The secant function, denoted as \(\sec(\theta)\), is an essential part of trigonometry. It relates directly to the cosine function. Here's the key idea about secant:

• It's defined as the reciprocal of cosine, specifically, \(\sec(\theta) = \frac{1}{\cos(\theta)}\).
• This means that if the cosine of an angle is zero, the secant will be undefined because division by zero is not possible.

We often use this function to work with angles and triangles in different domains, particularly when needing to utilize relationships that involve the lengths of sides relative to an angle. Understanding when \(\sec(\theta)\) is undefined or defined requires examining \(\cos(\theta)\) first.

When working with trigonometric functions, and especially for angles well beyond a standard circle, angle simplification is a handy step.A full circle rotation in radians is \(2\pi\). If an angle such as \(-\frac{9\pi}{2}\) is given, it extends beyond a single rotation.

• To simplify, you add or subtract \(2\pi\) continually until the angle is within the primary interval of \(-\pi\) to \(\pi\).
• In our example, \(-\frac{9\pi}{2} + 4\pi = -\frac{\pi}{2}\), reducing the angle to a recognizable form.

This step ensures the angle is easy to interpret on the unit circle, where functions like cosine and sine have known values.

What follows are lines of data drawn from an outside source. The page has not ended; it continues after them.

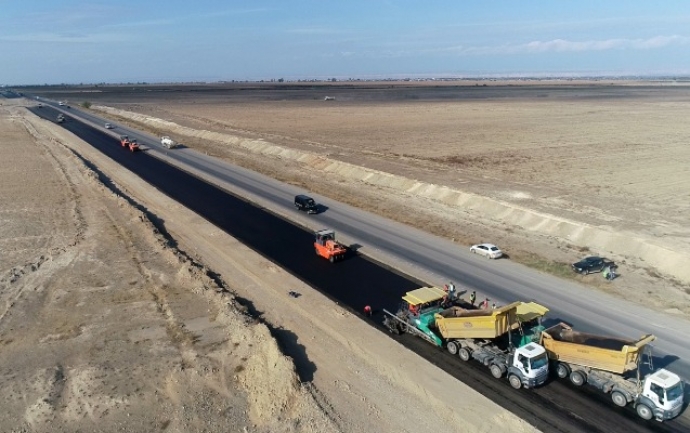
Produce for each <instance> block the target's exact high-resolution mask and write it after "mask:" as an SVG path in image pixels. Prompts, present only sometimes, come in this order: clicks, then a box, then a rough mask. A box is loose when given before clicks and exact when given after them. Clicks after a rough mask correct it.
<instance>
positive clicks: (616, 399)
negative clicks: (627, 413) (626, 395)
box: [611, 391, 628, 407]
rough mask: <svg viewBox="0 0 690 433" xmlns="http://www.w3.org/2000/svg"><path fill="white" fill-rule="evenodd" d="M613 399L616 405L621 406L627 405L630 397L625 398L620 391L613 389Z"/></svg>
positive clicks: (612, 398)
mask: <svg viewBox="0 0 690 433" xmlns="http://www.w3.org/2000/svg"><path fill="white" fill-rule="evenodd" d="M611 400H613V403H614V404H615V405H616V406H620V407H625V406H626V405H627V404H628V399H627V398H625V395H623V393H622V392H620V391H613V392H612V393H611Z"/></svg>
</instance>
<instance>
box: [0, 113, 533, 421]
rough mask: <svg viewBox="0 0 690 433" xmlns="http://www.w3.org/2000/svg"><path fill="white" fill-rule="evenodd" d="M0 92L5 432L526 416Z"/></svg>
mask: <svg viewBox="0 0 690 433" xmlns="http://www.w3.org/2000/svg"><path fill="white" fill-rule="evenodd" d="M2 102H3V106H2V107H0V129H1V130H2V132H3V133H2V134H1V135H0V152H2V158H0V164H2V165H1V169H0V174H1V175H2V179H3V182H2V187H1V189H0V193H1V194H2V197H3V201H2V203H3V204H2V208H1V209H0V216H1V220H2V224H1V225H0V227H1V229H2V231H1V232H0V233H1V235H2V236H0V242H2V257H1V261H0V272H1V273H0V297H1V298H0V301H2V302H1V305H2V311H0V314H1V316H0V386H1V387H2V389H3V393H2V396H1V397H0V399H2V407H3V409H4V410H3V411H2V413H1V414H0V430H2V431H79V430H81V431H237V432H280V431H286V432H288V431H290V432H293V431H294V432H328V431H344V432H360V431H384V432H385V431H390V432H402V431H409V432H413V431H414V432H436V431H439V430H444V431H459V432H460V431H487V432H488V431H501V430H502V429H509V430H510V431H517V432H520V431H524V432H530V431H536V429H535V428H534V427H532V426H531V425H530V424H529V423H527V422H525V421H523V420H520V419H519V418H517V417H516V416H514V415H513V414H511V413H510V412H508V411H506V410H505V409H503V408H501V407H500V406H497V405H496V404H494V403H492V402H491V401H489V400H487V399H485V398H484V397H482V396H481V395H479V394H477V393H475V392H474V391H472V390H471V389H469V388H467V387H466V386H464V385H463V384H462V383H461V382H459V381H457V380H455V379H453V378H452V377H450V376H448V375H447V374H446V373H445V372H443V371H442V370H439V369H438V368H436V367H434V366H433V365H430V364H429V363H428V362H426V361H425V360H423V359H421V358H419V357H417V356H416V355H414V354H413V353H411V352H409V351H408V350H407V349H405V348H404V347H402V346H400V345H398V344H397V343H395V342H394V341H392V340H390V339H388V338H386V337H383V338H381V337H382V336H381V335H380V333H379V332H377V331H376V330H374V329H372V328H371V327H369V326H367V325H366V324H365V323H363V322H361V321H360V320H359V319H357V318H356V317H353V315H352V314H351V313H349V312H348V311H347V310H344V309H342V308H341V307H339V306H337V305H336V304H334V303H333V302H332V301H330V300H329V299H327V298H325V297H323V296H322V295H320V294H319V293H318V292H314V291H313V290H311V289H310V288H309V287H308V286H306V285H304V284H303V283H301V282H300V281H299V280H296V279H294V278H293V277H291V276H290V275H289V274H287V273H286V272H284V271H283V270H281V269H280V268H279V267H277V266H275V265H274V264H273V263H271V262H269V261H268V260H266V259H264V258H262V257H260V256H258V255H257V254H255V253H253V252H252V251H251V250H249V249H248V248H246V247H245V246H243V245H242V244H241V243H239V242H238V241H236V240H234V239H233V238H231V237H229V236H228V235H226V234H224V233H222V232H221V231H220V230H218V229H217V228H215V227H214V226H212V225H211V224H209V223H208V222H206V221H204V220H203V219H201V218H199V217H198V216H197V215H195V214H193V213H192V212H189V211H188V210H186V209H184V208H182V207H181V206H180V205H179V204H177V203H175V202H173V201H171V200H170V199H168V198H167V197H165V196H164V195H162V194H161V193H160V192H158V191H156V190H155V188H151V187H150V186H149V185H147V184H146V183H145V182H142V181H141V179H139V178H137V177H136V176H134V175H132V174H131V173H129V172H127V171H126V170H123V169H122V168H121V167H120V166H118V165H117V164H115V163H114V162H113V161H112V160H109V159H108V158H106V157H104V156H103V155H102V154H100V153H99V152H97V151H95V150H94V149H93V148H92V147H91V146H90V145H88V144H86V143H84V142H82V141H81V140H79V139H77V138H76V137H74V136H73V135H71V134H69V133H67V132H66V131H64V130H63V129H62V128H61V127H59V126H57V125H55V124H53V123H52V122H50V121H46V120H43V119H38V118H36V117H35V116H33V115H32V114H29V113H28V112H27V111H26V110H25V109H24V108H23V107H21V106H16V104H14V105H13V104H12V101H7V100H2ZM123 152H124V150H123ZM202 259H203V261H202ZM202 263H204V264H202ZM206 266H208V267H206ZM276 288H280V289H279V290H277V289H276ZM289 290H294V291H297V292H299V293H301V294H302V296H300V297H299V298H298V299H293V298H291V297H289V296H288V294H287V292H288V291H289ZM229 291H232V293H233V294H230V292H229ZM247 311H248V312H251V313H252V314H247ZM262 320H266V321H267V322H266V324H264V323H262ZM343 330H347V332H346V333H345V334H343ZM276 339H277V340H276ZM284 352H286V353H289V354H290V355H291V357H287V356H285V355H284ZM295 364H296V365H297V368H295ZM458 398H460V399H462V400H463V401H464V402H465V404H467V408H468V409H467V410H464V409H462V408H456V407H454V402H455V401H456V399H458Z"/></svg>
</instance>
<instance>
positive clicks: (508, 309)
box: [435, 302, 521, 339]
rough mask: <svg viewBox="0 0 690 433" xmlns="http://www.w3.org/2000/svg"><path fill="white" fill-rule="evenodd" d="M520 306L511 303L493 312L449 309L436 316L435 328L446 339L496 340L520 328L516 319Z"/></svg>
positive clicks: (519, 302) (520, 302) (461, 308)
mask: <svg viewBox="0 0 690 433" xmlns="http://www.w3.org/2000/svg"><path fill="white" fill-rule="evenodd" d="M520 304H521V302H513V303H512V304H509V305H506V306H504V307H500V308H496V309H493V310H482V309H480V310H466V309H464V308H460V307H451V308H448V309H446V310H443V311H442V312H440V313H437V314H436V316H435V318H436V326H437V327H438V330H439V332H440V333H441V335H443V338H446V339H465V338H486V339H492V338H497V337H500V336H501V335H503V334H505V333H507V332H508V331H510V330H513V329H516V328H518V327H519V326H520V323H519V321H518V317H517V307H518V306H519V305H520Z"/></svg>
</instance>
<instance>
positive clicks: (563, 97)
mask: <svg viewBox="0 0 690 433" xmlns="http://www.w3.org/2000/svg"><path fill="white" fill-rule="evenodd" d="M178 90H179V91H177V92H159V93H158V94H154V93H155V92H149V93H147V92H132V93H128V94H126V95H122V94H118V93H117V92H115V93H112V94H110V93H108V92H104V93H103V94H88V95H76V94H72V95H71V96H70V97H71V98H72V99H73V100H75V101H78V100H79V99H78V98H84V99H89V100H93V101H95V102H97V104H98V106H96V107H94V108H96V109H98V110H100V111H101V113H107V115H109V116H111V117H112V118H114V119H116V120H119V121H124V122H129V123H130V124H132V125H134V126H137V127H140V128H143V129H146V130H149V131H151V132H154V133H158V134H161V133H163V134H172V135H173V136H174V137H175V138H177V139H178V140H180V141H182V142H183V143H185V144H186V145H188V146H190V147H194V148H197V149H199V150H202V151H206V152H208V153H210V154H213V155H215V156H218V157H221V158H225V159H228V160H230V161H233V162H235V163H239V164H242V165H245V166H248V167H250V168H254V169H257V170H260V171H263V172H265V173H267V174H270V175H272V176H274V177H277V178H280V179H283V180H285V181H288V182H292V183H295V184H298V185H302V186H304V187H305V189H307V190H311V191H315V192H318V193H322V194H324V195H328V196H331V197H333V198H337V199H340V200H344V201H346V202H349V203H351V204H355V205H362V204H364V203H366V204H367V206H368V205H369V204H370V203H377V211H378V212H379V213H381V214H383V215H386V216H389V217H392V218H395V219H398V220H400V221H403V222H406V223H409V224H412V225H416V226H418V227H423V228H425V229H427V230H431V231H433V232H435V233H437V234H440V235H443V236H447V237H448V238H453V239H455V240H456V241H457V242H458V243H461V244H464V245H469V244H471V243H475V242H477V241H492V242H495V243H498V244H499V245H500V246H501V247H503V249H505V250H506V251H507V252H508V253H509V255H510V257H511V258H512V259H513V260H516V261H520V262H523V263H526V264H528V265H530V266H533V267H535V268H538V269H541V270H544V271H546V272H551V273H556V274H559V275H563V276H564V277H567V278H575V279H576V280H580V281H582V282H583V283H585V284H589V285H593V286H596V287H599V288H600V289H602V290H606V291H608V292H612V293H617V294H621V295H622V296H625V297H626V298H628V299H631V300H634V301H637V302H639V303H643V304H646V305H650V306H652V307H655V308H658V309H662V310H665V311H668V312H670V313H674V314H682V313H684V314H690V268H688V267H687V266H686V263H687V262H688V260H689V259H690V243H688V237H689V236H690V220H688V218H687V214H688V210H689V208H690V169H689V168H688V166H687V161H688V160H690V144H689V143H688V137H690V124H688V122H686V119H687V118H688V116H690V86H685V85H673V84H670V85H669V84H668V83H652V84H650V83H642V84H640V83H632V84H629V85H620V84H619V83H615V84H614V83H576V84H572V83H570V84H567V85H565V84H558V85H554V84H551V85H546V84H542V85H538V86H532V85H516V84H510V85H503V86H499V85H496V84H493V83H492V84H491V85H489V86H487V87H483V86H469V85H468V86H464V87H453V86H449V85H445V86H443V85H439V86H429V85H426V86H421V87H419V88H415V87H414V86H410V85H406V86H400V87H395V86H393V85H390V86H388V85H382V86H380V87H375V88H366V87H365V88H357V89H350V88H339V87H333V88H329V87H315V88H310V89H308V90H304V89H295V90H294V92H292V91H287V90H284V89H279V90H276V89H275V88H273V87H271V88H270V89H268V90H266V89H263V90H262V89H259V90H257V89H253V90H252V91H251V92H249V91H248V92H246V93H242V92H239V93H241V94H240V95H239V96H238V92H231V91H228V90H227V89H220V90H219V89H213V91H208V92H206V93H204V92H200V91H196V92H185V91H184V90H183V89H182V90H180V89H178ZM245 90H246V89H245ZM252 92H253V93H252ZM323 95H335V96H334V98H335V99H334V100H330V101H324V96H323ZM108 107H115V109H111V108H108ZM171 122H172V123H171ZM362 186H366V188H362ZM411 203H414V206H412V205H411ZM591 254H598V255H604V256H607V257H610V258H612V259H614V260H616V261H617V262H618V263H619V264H620V268H619V272H620V274H621V277H620V278H619V279H617V280H616V281H614V282H613V283H606V282H604V281H603V279H602V278H601V277H599V276H595V275H591V276H588V277H579V276H574V275H572V273H571V271H570V270H569V268H568V264H569V263H572V262H574V261H576V260H577V259H578V258H580V257H582V256H585V255H591Z"/></svg>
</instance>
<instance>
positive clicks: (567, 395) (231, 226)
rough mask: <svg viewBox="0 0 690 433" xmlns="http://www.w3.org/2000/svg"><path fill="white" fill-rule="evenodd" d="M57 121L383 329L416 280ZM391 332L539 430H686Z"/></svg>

The unit circle is a powerful tool for understanding trigonometric functions.It is a circle with a radius of one unit centered at the origin of a coordinate system.

• Angles are measured from the positive x-axis, with counterclockwise being positive.
• Every point on the unit circle corresponds to \((\cos(\theta), \sin(\theta))\), where \(\cos(\theta)\) is the x-coordinate.

For \(\theta = -\frac{\pi}{2}\), you reach the point \(\left(0, -1\right)\) on the negative y-axis.

• The x-coordinate, \(0\), is the value of \(\cos(\theta)\), meaning \(\sec(-\frac{\pi}{2})\) is undefined.

Using the unit circle, students can visualize and predict the behavior of trigonometric functions at major angle benchmarks and associated transformations.